Remote from Beijing and named a Special Economic Zone after it became an independent province in 1988, Hainan became a “Wild West” of free market trade. The economy has settled down but still includes giant outlet malls where tourists and locals shop for luxury goods duty-free. South of Haikou in Wanning, up to 300 international brands — such as GAP, Armani, Ralph Lauren, Versace, North Face and Samsonite — are represented at the Capital Outlets, which includes a bar, a children’s playground and serviced apartments with several nearby 5-star hotels. In the south near Sanya, the gigantic, swoop-roofed CDF Mall with luxury brands Prada, Gucci, Dior, Chanel and Rolex is the largest duty-free mall in the world.
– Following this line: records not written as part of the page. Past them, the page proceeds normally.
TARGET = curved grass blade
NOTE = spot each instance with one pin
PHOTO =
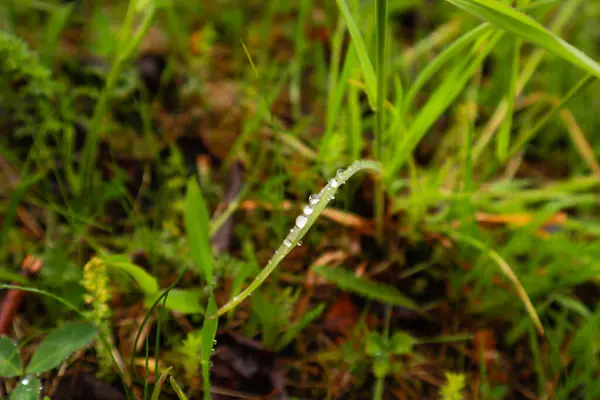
(447, 54)
(197, 228)
(317, 204)
(209, 331)
(517, 23)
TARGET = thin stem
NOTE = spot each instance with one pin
(381, 13)
(317, 204)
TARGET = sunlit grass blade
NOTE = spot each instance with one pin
(440, 100)
(446, 55)
(197, 228)
(507, 270)
(346, 280)
(529, 134)
(293, 331)
(511, 20)
(361, 51)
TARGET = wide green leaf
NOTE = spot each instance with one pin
(346, 280)
(197, 228)
(511, 20)
(60, 344)
(361, 50)
(10, 359)
(295, 329)
(27, 389)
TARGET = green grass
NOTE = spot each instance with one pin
(474, 120)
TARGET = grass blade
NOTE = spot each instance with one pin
(197, 228)
(209, 331)
(517, 23)
(374, 290)
(503, 137)
(361, 51)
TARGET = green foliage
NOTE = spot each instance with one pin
(209, 331)
(373, 290)
(10, 359)
(60, 344)
(197, 227)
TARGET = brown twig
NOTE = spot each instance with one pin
(13, 298)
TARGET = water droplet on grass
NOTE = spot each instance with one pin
(301, 221)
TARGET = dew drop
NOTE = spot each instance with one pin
(301, 221)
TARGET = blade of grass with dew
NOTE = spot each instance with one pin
(505, 268)
(381, 25)
(503, 136)
(158, 387)
(298, 62)
(531, 133)
(304, 221)
(521, 25)
(441, 99)
(361, 51)
(562, 16)
(373, 290)
(446, 55)
(196, 222)
(128, 43)
(56, 24)
(209, 331)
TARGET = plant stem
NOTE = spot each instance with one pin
(303, 223)
(381, 13)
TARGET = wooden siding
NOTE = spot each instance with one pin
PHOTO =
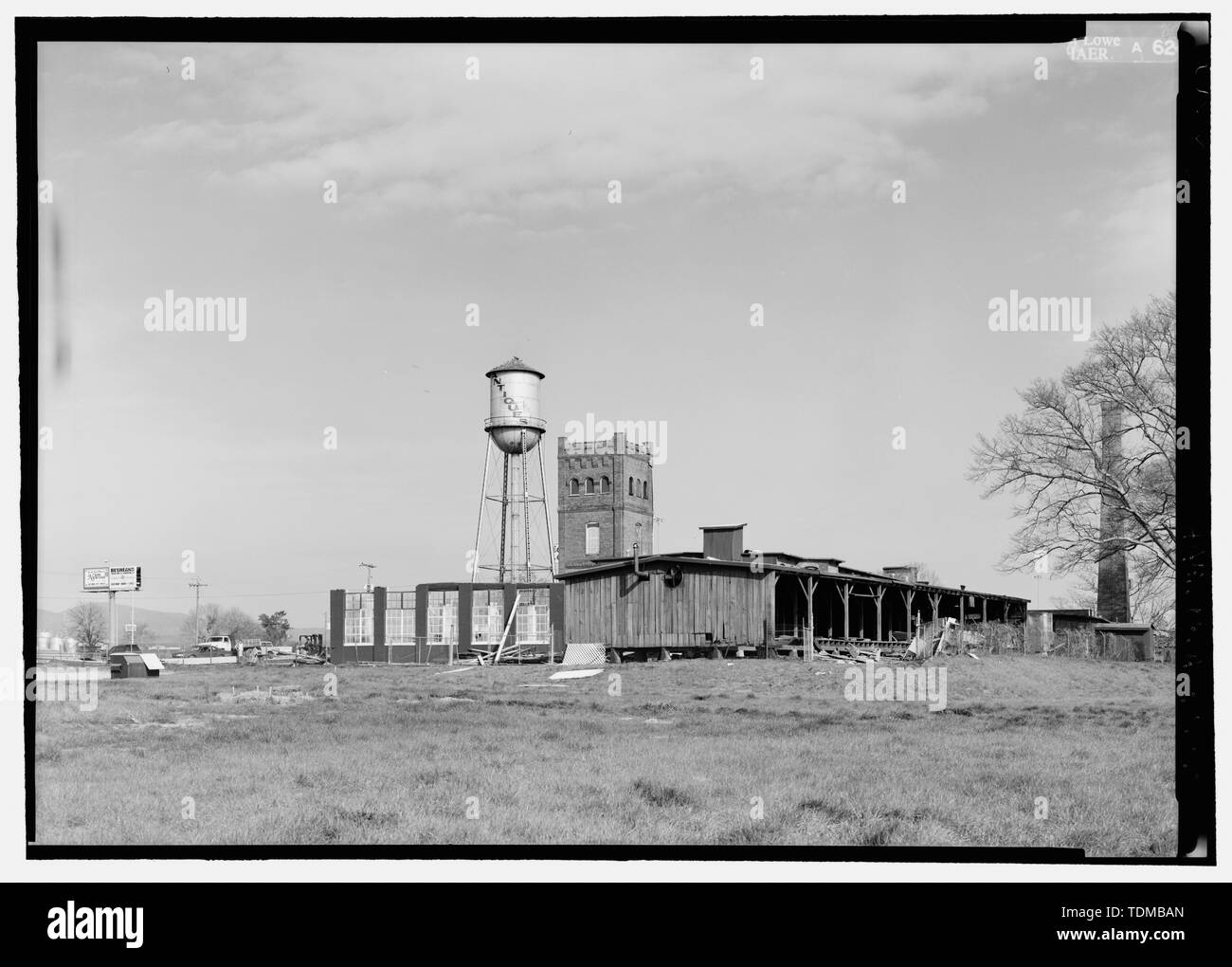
(619, 610)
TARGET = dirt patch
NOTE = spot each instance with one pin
(266, 696)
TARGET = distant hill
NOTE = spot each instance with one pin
(164, 625)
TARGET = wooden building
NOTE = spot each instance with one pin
(727, 597)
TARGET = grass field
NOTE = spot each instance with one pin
(684, 754)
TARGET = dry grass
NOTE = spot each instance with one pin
(681, 756)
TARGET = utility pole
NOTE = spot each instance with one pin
(197, 584)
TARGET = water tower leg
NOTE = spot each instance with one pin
(504, 518)
(526, 505)
(547, 518)
(483, 502)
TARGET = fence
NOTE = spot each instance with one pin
(1100, 645)
(993, 636)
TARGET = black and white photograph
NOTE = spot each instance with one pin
(547, 439)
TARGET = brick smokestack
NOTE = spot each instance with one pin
(1113, 592)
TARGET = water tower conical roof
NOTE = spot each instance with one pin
(514, 366)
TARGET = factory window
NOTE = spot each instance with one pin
(443, 616)
(401, 617)
(357, 626)
(487, 617)
(534, 616)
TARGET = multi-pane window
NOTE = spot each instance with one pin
(443, 616)
(401, 617)
(357, 629)
(534, 616)
(487, 617)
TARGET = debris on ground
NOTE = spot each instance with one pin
(269, 696)
(582, 673)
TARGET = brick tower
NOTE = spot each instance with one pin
(605, 490)
(1113, 589)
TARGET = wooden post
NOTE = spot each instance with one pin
(808, 629)
(812, 629)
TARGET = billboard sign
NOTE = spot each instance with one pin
(127, 578)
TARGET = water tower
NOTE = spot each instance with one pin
(516, 543)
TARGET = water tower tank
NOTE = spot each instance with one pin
(514, 407)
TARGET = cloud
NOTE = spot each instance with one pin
(546, 127)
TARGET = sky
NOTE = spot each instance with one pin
(169, 448)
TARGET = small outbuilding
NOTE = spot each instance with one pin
(135, 666)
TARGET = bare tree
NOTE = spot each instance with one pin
(216, 620)
(925, 572)
(1150, 601)
(86, 622)
(1051, 456)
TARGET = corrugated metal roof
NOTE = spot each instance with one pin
(842, 573)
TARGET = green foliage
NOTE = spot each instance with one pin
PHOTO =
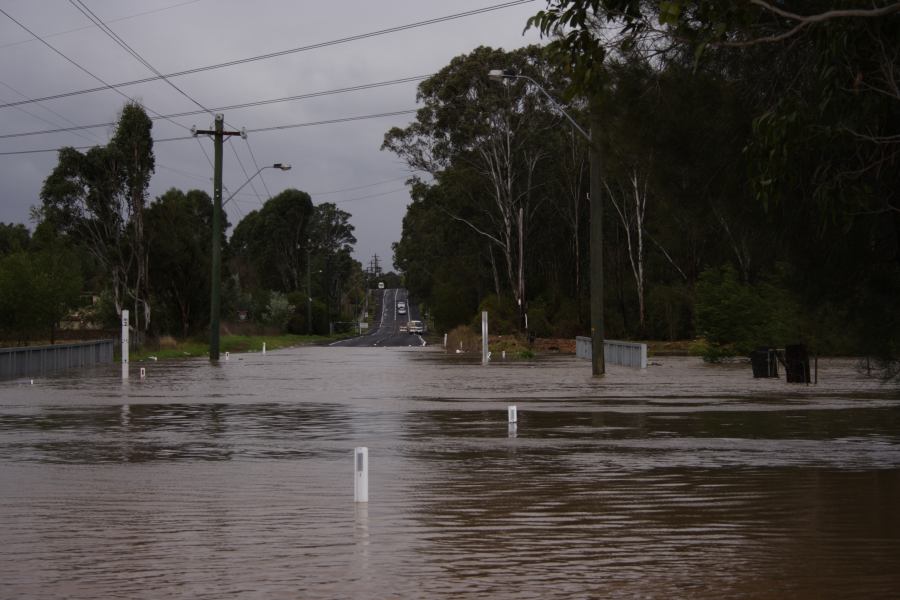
(178, 231)
(270, 245)
(97, 201)
(37, 290)
(502, 312)
(278, 311)
(734, 317)
(13, 238)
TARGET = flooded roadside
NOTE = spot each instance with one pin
(684, 480)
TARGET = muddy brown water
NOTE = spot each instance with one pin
(235, 480)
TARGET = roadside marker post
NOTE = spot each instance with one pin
(361, 474)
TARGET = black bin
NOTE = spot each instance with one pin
(796, 363)
(764, 362)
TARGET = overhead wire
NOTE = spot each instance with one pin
(125, 18)
(76, 130)
(260, 171)
(91, 16)
(255, 103)
(81, 68)
(246, 174)
(261, 129)
(279, 53)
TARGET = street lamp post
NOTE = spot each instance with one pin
(598, 362)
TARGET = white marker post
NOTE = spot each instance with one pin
(124, 344)
(485, 355)
(361, 474)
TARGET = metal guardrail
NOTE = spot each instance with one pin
(31, 361)
(615, 352)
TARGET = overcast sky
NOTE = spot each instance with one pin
(338, 162)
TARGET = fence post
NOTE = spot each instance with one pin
(485, 355)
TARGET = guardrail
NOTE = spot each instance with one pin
(615, 352)
(31, 361)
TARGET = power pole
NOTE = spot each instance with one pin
(216, 254)
(308, 294)
(598, 362)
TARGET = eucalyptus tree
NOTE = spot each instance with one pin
(178, 228)
(270, 244)
(822, 86)
(487, 143)
(97, 199)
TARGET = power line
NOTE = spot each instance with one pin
(125, 18)
(359, 187)
(106, 85)
(355, 88)
(369, 196)
(275, 128)
(48, 121)
(91, 16)
(332, 121)
(344, 40)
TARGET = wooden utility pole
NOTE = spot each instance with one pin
(598, 362)
(216, 253)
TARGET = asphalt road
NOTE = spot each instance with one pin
(386, 329)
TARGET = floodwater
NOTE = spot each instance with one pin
(235, 480)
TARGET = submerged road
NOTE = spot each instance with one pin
(386, 330)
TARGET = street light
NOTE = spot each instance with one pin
(598, 363)
(216, 283)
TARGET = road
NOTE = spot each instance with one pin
(386, 329)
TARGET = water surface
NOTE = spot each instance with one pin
(235, 480)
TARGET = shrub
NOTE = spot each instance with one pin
(279, 311)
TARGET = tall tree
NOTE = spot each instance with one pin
(487, 141)
(272, 241)
(97, 199)
(178, 227)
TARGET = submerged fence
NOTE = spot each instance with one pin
(626, 354)
(31, 361)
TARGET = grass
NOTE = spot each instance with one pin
(227, 343)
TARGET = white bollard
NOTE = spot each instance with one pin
(485, 355)
(124, 344)
(361, 474)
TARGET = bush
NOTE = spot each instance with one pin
(279, 311)
(503, 314)
(735, 318)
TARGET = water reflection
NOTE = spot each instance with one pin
(237, 481)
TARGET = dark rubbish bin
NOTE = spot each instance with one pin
(796, 363)
(764, 362)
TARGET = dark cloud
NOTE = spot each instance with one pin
(174, 36)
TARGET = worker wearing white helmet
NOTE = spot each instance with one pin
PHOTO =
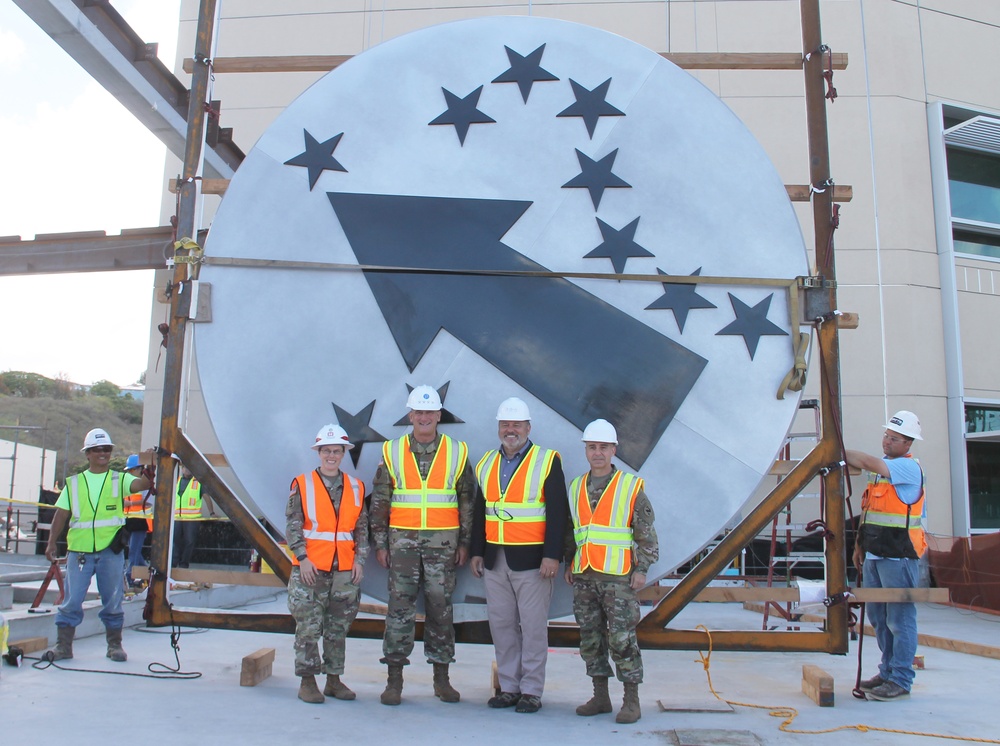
(518, 531)
(91, 504)
(889, 544)
(327, 533)
(611, 548)
(421, 518)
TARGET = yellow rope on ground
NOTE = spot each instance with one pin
(790, 713)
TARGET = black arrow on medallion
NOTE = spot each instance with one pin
(580, 355)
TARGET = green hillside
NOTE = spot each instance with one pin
(28, 399)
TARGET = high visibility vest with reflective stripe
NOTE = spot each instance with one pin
(327, 533)
(137, 506)
(187, 507)
(91, 528)
(890, 527)
(516, 515)
(604, 536)
(425, 505)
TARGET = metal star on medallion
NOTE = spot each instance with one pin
(462, 113)
(525, 71)
(447, 418)
(596, 176)
(591, 105)
(751, 323)
(680, 297)
(317, 157)
(358, 429)
(618, 245)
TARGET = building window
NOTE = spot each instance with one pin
(982, 446)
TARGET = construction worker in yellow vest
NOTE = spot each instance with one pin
(421, 519)
(888, 549)
(188, 515)
(517, 535)
(608, 553)
(92, 503)
(327, 534)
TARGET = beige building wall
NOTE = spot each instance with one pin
(904, 57)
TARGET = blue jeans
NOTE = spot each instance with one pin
(109, 568)
(895, 624)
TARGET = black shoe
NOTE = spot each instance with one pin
(503, 699)
(868, 684)
(888, 692)
(529, 703)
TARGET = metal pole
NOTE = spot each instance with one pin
(174, 367)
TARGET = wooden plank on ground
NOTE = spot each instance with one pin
(817, 684)
(256, 667)
(30, 644)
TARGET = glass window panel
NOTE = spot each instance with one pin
(974, 184)
(979, 244)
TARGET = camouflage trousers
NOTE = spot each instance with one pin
(420, 563)
(608, 612)
(325, 610)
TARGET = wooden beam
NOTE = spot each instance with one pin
(790, 594)
(817, 684)
(686, 60)
(257, 667)
(796, 192)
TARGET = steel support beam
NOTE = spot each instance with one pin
(95, 35)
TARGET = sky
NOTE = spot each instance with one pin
(73, 159)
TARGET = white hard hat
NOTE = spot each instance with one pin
(600, 431)
(424, 398)
(96, 437)
(513, 409)
(332, 435)
(905, 423)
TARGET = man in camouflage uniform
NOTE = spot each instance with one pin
(612, 545)
(327, 534)
(421, 518)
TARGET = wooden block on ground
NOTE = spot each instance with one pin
(817, 684)
(30, 644)
(256, 667)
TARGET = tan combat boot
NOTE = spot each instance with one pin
(443, 689)
(600, 702)
(115, 650)
(630, 705)
(64, 644)
(336, 688)
(309, 692)
(394, 686)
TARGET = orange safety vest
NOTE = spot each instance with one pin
(604, 535)
(890, 527)
(329, 534)
(187, 507)
(136, 507)
(424, 505)
(516, 515)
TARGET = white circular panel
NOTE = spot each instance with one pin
(508, 144)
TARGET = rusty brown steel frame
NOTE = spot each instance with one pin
(653, 631)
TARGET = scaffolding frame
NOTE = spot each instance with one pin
(825, 460)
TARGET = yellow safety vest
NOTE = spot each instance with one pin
(92, 527)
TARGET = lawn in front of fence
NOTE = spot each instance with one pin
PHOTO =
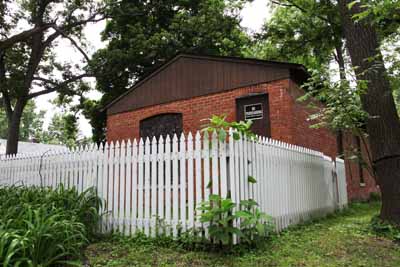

For the time being, only 10 percent of Hainan’s visitors come from outside the Far East. Resort executives are eager to increase the number of overseas guests, courting international flights and adding English-speaking staff. Tourists are treated with great hospitality when they come to discover the wondrous island deliberately emerging as China’s No. 1 vacation spot.
Hainan Info to Go
Numerous international and domestic flights arrive at Haikou’s Meilan International Airport (HAK) and Sanya’s Phoenix (SYX), with expansion plans to open eight international routes in 2015. The efficient high-speed railway stops within a terminal at Meilan Airport. From Sanya Phoenix, the train station is six miles distant. Taxis are inexpensive, with a $1.25 drop charge covering the the first two kilometers (a little more than a mile). A 30-minute ride costs about $30. The extensive bus system is convenient and reliable for small distances. A 35-cent public bus fare covers the hour-long ride from Haitang Bay into downtown Sanya.